I meet new people IRL (in real life) and online all the time, but I almost never manage to add them to my contacts. It takes a real effort for me to do so even on my iPhone (the process is a little convoluted, isn’t it?). Instead, I like to use a combination of divination and voodoo to find people in email I think I know, do know, or have met multiple times but failed to memorize their names. I remember, say, the company they work for, or the topic they pitched, or some snippet of the brief discussion I had with them. Then I search Gmail for that one thing and usually find the email from them and then hover over the name to launch a brand-new email window. Throughout this process, I never commit their name or email address to memory. I am that kind of guy.

There’s No Easy Way to Do It

I have fantasies of selecting all the emails in my inbox, hitting delete, and then walking away. I will never do that for all the reasons I've listed above. In my defense, deleting only the garbage is not easy. There are methods, many of them having to do with identifying classes of email and deleting just them. Every once in a while, I search on all messages from a particular newsletter sender and when I have a list of just those, I do delete all of them. I should do this a lot more often. I could also set up filters using Gmail’s Labels feature (they're folders, sort of) and have any emails assigned to those labels auto delete after a certain amount of time. If you’re like me and you read that as “This is a lot of work,” you know why I have yet to do this.

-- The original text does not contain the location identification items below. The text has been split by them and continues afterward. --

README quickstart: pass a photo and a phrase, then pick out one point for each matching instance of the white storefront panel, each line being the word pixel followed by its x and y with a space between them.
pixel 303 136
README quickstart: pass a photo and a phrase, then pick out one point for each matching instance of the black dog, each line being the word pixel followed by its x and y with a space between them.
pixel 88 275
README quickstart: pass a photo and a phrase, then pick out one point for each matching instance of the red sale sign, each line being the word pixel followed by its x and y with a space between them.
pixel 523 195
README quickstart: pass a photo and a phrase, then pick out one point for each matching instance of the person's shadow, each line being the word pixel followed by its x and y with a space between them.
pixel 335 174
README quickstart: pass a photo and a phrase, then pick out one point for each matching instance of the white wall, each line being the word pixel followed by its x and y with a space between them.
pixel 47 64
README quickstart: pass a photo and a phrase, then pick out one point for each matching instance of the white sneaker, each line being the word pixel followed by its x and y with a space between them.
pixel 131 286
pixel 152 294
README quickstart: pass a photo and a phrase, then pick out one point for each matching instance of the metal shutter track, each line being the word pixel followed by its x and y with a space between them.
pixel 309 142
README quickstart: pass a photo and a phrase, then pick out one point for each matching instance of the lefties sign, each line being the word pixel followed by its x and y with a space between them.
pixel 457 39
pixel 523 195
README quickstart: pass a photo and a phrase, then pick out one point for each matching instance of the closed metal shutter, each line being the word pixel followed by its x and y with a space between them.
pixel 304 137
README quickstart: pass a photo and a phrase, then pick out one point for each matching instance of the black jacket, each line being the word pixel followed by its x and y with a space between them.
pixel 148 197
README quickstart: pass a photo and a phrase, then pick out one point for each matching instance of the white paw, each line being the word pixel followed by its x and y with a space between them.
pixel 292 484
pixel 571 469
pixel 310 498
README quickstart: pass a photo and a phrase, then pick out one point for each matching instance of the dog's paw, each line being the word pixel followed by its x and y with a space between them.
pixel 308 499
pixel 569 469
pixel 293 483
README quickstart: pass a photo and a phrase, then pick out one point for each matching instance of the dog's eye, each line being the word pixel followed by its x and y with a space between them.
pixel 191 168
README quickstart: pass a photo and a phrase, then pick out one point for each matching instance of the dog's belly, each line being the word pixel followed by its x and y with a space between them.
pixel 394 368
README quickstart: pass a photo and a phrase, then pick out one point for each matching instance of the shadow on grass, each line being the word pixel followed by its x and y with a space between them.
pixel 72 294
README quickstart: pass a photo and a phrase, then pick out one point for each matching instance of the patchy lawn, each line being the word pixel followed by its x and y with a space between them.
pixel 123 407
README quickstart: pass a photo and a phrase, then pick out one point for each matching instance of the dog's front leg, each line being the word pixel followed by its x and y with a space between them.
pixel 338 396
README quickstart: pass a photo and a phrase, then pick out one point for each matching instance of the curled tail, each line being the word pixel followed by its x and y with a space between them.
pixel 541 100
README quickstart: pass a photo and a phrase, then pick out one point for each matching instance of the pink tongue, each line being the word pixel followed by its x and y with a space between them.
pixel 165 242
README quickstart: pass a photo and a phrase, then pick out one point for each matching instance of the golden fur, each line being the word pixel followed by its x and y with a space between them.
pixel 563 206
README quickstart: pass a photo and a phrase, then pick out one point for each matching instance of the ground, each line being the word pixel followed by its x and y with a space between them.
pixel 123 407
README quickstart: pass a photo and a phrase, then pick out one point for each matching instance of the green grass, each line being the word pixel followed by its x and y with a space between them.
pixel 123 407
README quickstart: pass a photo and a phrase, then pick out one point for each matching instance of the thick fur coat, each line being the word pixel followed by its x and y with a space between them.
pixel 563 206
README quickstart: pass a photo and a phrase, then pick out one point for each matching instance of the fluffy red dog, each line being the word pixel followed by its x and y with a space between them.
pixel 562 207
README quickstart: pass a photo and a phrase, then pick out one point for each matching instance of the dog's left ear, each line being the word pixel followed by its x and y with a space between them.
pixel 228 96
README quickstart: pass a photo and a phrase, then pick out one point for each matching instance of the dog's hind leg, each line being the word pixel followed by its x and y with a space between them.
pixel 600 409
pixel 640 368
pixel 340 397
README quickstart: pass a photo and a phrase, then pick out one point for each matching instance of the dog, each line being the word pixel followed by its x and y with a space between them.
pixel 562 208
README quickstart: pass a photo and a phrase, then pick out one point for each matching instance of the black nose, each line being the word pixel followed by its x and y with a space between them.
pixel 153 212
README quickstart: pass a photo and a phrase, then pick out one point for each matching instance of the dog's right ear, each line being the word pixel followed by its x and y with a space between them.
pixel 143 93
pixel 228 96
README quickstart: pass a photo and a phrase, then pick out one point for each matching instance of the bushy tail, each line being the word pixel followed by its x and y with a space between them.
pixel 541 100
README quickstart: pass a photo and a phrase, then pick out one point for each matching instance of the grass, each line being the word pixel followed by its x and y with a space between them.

You Live in Fear of Permanently Deleting Something Important

It’s not just personal emails I worry about losing. I have inadvertently deleted new emails and then gone scrambling to retrieve them. Mass deletion guarantees I will delete something and later regret it. Trying to find discarded emails is like digging through garbage dump – not pleasant.

You Vehemently Disagree With the Very Idea of Deleting Anything Digital

We have unlimited space, right?

If you can store 2 terabytes of data in the space of a credit card, you should have enough room for billions of emails. Look at it this way. When we were taking analog photos, no one told us to throw 15% out because we were running out of room in our attic. Why are we being asked to clear space on a digital drive that takes far less space than an attic to store all the digital memories of 10,000 people?

You are overwhelmed, therefore, human

I have a lot on my plate and when I look at the size of my email inbox, I think, “impossible,” and then forget about it and start feeling better again.

There is no magic wand for achieving Inbox Zero, but if it makes you feel any better, we’re all in it (and in our inbox) together.